It is Monday morning, and after a very long weekend of system trouble the cloud operations team is discussing what happened. It appears that many systems which were correlated with a very innovative, new inventory management system enabled with machine learning had issues over the weekend. The postmortem concluded the following:
The batch process that transferred raw information from the operational database into the training database failed, as well as the auto recovery process. An ops team member that was working over the weekend tried to resubmit but caused not one, but four partial upgrades that abandoned the training database in an unstable state.
This also resulted in the knowledge units in the machine learning systems to train with bad data and required that the new data in the knowledge base be eliminated and the models rebuilt.
Also, several outside data feeds, such as pricing and tax information, were updated at the exact same time to the training database. Though those worked good, they too needed to be backed out of the knowledge database considering that the operational data was not in a fantastic state.
The system was unavailable for two days and the company lost $4 million, contemplating missing productivity, customer reactions, and PR problems.
This isn't 2025; this really is today. As businesses find more uses for"good and cheap" cloud-based machine learning systems we're finding the systems that leverage machine learning are complex to function. The ops teams don't expect the amount of difficulty and the complexity and are finding they are undertrained, understaffed, and underfunded.

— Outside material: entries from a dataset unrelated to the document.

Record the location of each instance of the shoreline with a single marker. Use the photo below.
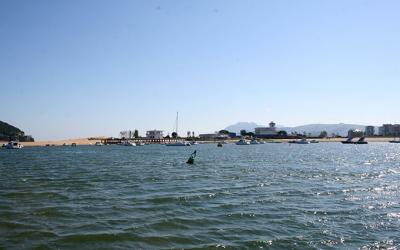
(87, 141)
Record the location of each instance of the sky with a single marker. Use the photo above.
(72, 69)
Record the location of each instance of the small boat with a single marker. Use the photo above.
(243, 142)
(128, 144)
(348, 141)
(394, 141)
(254, 142)
(303, 141)
(178, 143)
(360, 141)
(13, 145)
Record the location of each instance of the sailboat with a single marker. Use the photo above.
(177, 143)
(394, 140)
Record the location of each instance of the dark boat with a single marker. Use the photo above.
(348, 141)
(360, 141)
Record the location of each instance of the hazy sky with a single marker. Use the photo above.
(87, 68)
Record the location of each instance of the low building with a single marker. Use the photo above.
(155, 134)
(213, 136)
(127, 134)
(389, 130)
(369, 131)
(232, 134)
(265, 132)
(355, 133)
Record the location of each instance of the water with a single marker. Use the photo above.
(271, 196)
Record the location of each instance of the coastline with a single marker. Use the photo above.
(87, 141)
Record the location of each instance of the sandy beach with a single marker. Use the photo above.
(78, 141)
(86, 141)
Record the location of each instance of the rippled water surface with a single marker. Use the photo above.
(325, 195)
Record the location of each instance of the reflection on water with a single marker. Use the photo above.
(272, 195)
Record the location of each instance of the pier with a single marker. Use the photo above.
(112, 140)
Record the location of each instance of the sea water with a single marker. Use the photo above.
(271, 196)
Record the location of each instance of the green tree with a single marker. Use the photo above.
(282, 133)
(250, 134)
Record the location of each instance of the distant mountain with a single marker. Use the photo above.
(313, 129)
(8, 132)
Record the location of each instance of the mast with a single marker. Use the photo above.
(176, 125)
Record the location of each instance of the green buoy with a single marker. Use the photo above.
(191, 158)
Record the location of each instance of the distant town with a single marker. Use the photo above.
(268, 132)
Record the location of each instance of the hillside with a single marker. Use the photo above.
(315, 129)
(8, 132)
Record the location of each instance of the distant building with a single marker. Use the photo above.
(127, 134)
(380, 131)
(369, 131)
(155, 134)
(355, 133)
(213, 136)
(232, 134)
(390, 130)
(266, 131)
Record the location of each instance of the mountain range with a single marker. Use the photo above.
(8, 132)
(313, 129)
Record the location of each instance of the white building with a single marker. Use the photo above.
(155, 134)
(266, 131)
(213, 136)
(127, 134)
(369, 130)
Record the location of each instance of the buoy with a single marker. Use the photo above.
(191, 158)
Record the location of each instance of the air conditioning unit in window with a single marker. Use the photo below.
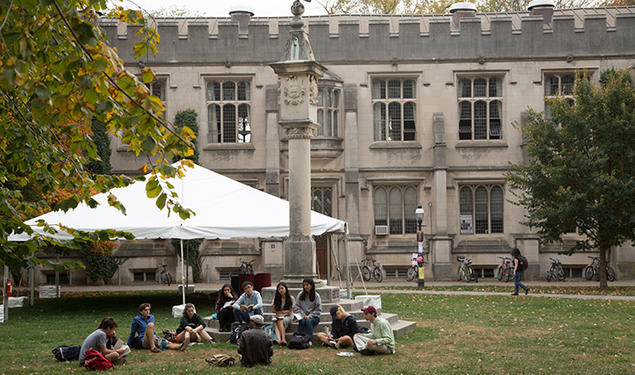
(381, 230)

The assumption is that the cloud surgeries teams can manage cloud-based databases, cloud-based storage, and cloud-based compute with a fairly easy transition. For the most part that has been the situation, considering that cloud-based systems are similar to traditional systems.
However, systems based on machine learning have not yet been seen for the most part by operations groups. These systems have specialized purposes, as well as specialized systems--for example databases and comprehension engines--that need to be monitored and handled in certain ways. This is where the current operations teams are failing.
The fix is pretty easy to understand, but most enterprises are not likely to enjoy it, considering it means spending additional bucks for ML cloudops or abandoning ML cloudops. Machine learning systems are all technological chainsaws. If used carefully, they are highly effective. If mishandled they can be harmful. Failures can go unnoticed, and should the system automatically uses the resulting bad knowledge, you could get huge problems that may not be discovered until much damage is done. More risk than reward, it seems.